Los hutíes.- Llamados “Ansar Allah” (Partidarios de Dios), son un grupo de musulmanes chiítas que siguen una rama del Islam conocida como “zaidismo”. Los zaidíes surgieron en el siglo VIII y reconocen a los cuatro primeros imanes (califas para los sunitas) del Islam, como el restos de los chiítas, pero rechazan al quinto, a Mohammad al-Baqir, y en su lugar reconocen a su hermano, el imán Zayd ibn Alí, quien se rebeló contra el poder Omeya. El nombre de “hutíes” fue adoptado en 2004 del apellido de su líder de entonces, Husein Badrudin al- Huti. Hoy son dirigidos por su hijo, el clérigo Abdelmalek al-Huti. Los zaidíes, que tienen sus bastiones al norte, representan entre el 30 y el 50% de la población de Yemen.

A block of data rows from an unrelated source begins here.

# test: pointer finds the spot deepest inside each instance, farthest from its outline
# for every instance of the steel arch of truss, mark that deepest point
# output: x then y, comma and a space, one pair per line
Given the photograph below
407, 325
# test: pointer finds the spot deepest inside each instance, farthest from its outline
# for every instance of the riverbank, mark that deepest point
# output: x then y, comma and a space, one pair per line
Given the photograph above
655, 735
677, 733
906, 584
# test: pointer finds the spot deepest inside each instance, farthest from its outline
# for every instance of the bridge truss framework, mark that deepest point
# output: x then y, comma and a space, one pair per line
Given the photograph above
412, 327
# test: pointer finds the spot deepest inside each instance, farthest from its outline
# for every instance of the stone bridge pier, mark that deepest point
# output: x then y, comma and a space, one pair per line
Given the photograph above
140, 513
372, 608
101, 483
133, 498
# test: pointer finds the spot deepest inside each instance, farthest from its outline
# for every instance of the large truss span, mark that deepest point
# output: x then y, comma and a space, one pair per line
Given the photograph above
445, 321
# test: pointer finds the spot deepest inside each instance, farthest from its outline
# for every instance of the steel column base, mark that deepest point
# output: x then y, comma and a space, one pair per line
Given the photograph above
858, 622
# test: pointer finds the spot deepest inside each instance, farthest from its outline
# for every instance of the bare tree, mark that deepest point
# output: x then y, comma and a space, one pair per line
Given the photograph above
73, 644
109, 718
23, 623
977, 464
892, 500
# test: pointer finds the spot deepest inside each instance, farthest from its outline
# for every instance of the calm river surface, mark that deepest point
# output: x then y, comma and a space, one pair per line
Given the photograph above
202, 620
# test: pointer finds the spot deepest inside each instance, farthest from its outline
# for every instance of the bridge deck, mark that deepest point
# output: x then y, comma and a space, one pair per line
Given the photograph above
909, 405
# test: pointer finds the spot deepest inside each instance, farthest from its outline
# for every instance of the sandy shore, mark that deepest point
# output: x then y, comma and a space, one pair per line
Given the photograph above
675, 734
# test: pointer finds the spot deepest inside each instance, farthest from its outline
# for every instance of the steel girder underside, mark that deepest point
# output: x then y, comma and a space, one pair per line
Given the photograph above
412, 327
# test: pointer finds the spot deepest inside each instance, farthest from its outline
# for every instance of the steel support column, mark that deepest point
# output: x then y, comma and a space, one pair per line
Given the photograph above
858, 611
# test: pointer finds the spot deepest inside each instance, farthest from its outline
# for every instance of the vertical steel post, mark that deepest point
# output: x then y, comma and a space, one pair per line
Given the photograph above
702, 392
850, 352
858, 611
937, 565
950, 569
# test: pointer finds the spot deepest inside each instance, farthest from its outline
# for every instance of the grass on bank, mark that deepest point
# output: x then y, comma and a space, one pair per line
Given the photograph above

¿Y por qué pelean?.- Los hutíes, de quienes se dicen son apadrinados por Irán que se identifica con su chiísmo, y condenado por Arabia Saudita (sunita) y que en estos momentos los bombardea en Yemen, han escenificados movilizaciones en los últimos años. Una gran protesta fue la del 2009 y otra en 2011 cuando cayó Saleh. Luego con Hadi iniciaron un diálogo que fracasó en enero de 2014. En el actual levantamiento, los hutíes piden más participación en el gobierno, un acuerdo anti-corrupción y el retorno al diálogo de 2014. Ojalá la crisis amaine pronto, pues los movimientos de Arabia Saudí e Irán repercuten en el precio del petróleo, fiera dormida, por ahora.